Safe Haskell | None |
---|
A histogram with an exponentially decaying reservoir produces quantiles which are representative of (roughly) the last five minutes of data. It does so by using a forward-decaying priority reservoir with an exponential weighting towards newer data. Unlike the uniform reservoir, an exponentially decaying reservoir represents recent data, allowing you to know very quickly if the distribution of the data has changed. Timers use histograms with exponentially decaying reservoirs by default.
- data ExponentiallyDecayingReservoir
- standardReservoir :: NominalDiffTime -> Seed -> Reservoir
- reservoir :: Double -> Int -> NominalDiffTime -> Seed -> Reservoir
- clear :: NominalDiffTime -> ExponentiallyDecayingReservoir -> ExponentiallyDecayingReservoir
- size :: ExponentiallyDecayingReservoir -> Int
- snapshot :: ExponentiallyDecayingReservoir -> Snapshot
- rescale :: Word64 -> ExponentiallyDecayingReservoir -> ExponentiallyDecayingReservoir
- update :: Double -> NominalDiffTime -> ExponentiallyDecayingReservoir -> ExponentiallyDecayingReservoir
Documentation
data ExponentiallyDecayingReservoir Source
A forward-decaying priority reservoir
standardReservoir :: NominalDiffTime -> Seed -> ReservoirSource
An exponentially decaying reservoir with an alpha value of 0.015 and a 1028 sample cap.
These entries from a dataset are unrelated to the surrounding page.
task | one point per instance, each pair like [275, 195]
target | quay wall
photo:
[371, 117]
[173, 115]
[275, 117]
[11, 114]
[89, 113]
This offers a 99.9% confidence level with a 5% margin of error assuming a normal distribution, and an alpha factor of 0.015, which heavily biases the reservoir to the past 5 minutes of measurements.
:: Double | alpha value |
-> Int | max reservoir size |
-> NominalDiffTime | creation time for the reservoir |
-> Seed | |
-> Reservoir |
Create a reservoir with a custom alpha factor and reservoir size.
clear :: NominalDiffTime -> ExponentiallyDecayingReservoir -> ExponentiallyDecayingReservoirSource
Reset the reservoir
size :: ExponentiallyDecayingReservoir -> IntSource
Get the current size of the reservoir.
snapshot :: ExponentiallyDecayingReservoir -> SnapshotSource
Get a snapshot of the current reservoir
rescale :: Word64 -> ExponentiallyDecayingReservoir -> ExponentiallyDecayingReservoirSource
"A common feature of the above techniques—indeed, the key technique that allows us to track the decayed weights efficiently – is that they maintain counts and other quantities based on g(ti − L), and only scale by g(t − L) at query time. But while g(ti −L)/g(t−L) is guaranteed to lie between zero and one, the intermediate values of g(ti − L) could become very large. For polynomial functions, these values should not grow too large, and should be effectively represented in practice by floating point values without loss of precision. For exponential functions, these values could grow quite large as new values of (ti − L) become large, and potentially exceed the capacity of common floating point types. However, since the values stored by the algorithms are linear combinations of g values (scaled sums), they can be rescaled relative to a new landmark. That is, by the analysis of exponential decay in Section III-A, the choice of L does not affect the final result. We can therefore multiply each value based on L by a factor of exp(−α(L′ − L)), and obtain the correct value as if we had instead computed relative to a new landmark L′ (and then use this new L′ at query time). This can be done with a linear pass over whatever data structure is being used."
:: Double | new sample value |
-> NominalDiffTime | time of update |
-> ExponentiallyDecayingReservoir | |
-> ExponentiallyDecayingReservoir |
Insert a new sample into the reservoir. This may cause old sample values to be evicted based upon the probabilistic weighting given to the key at insertion time.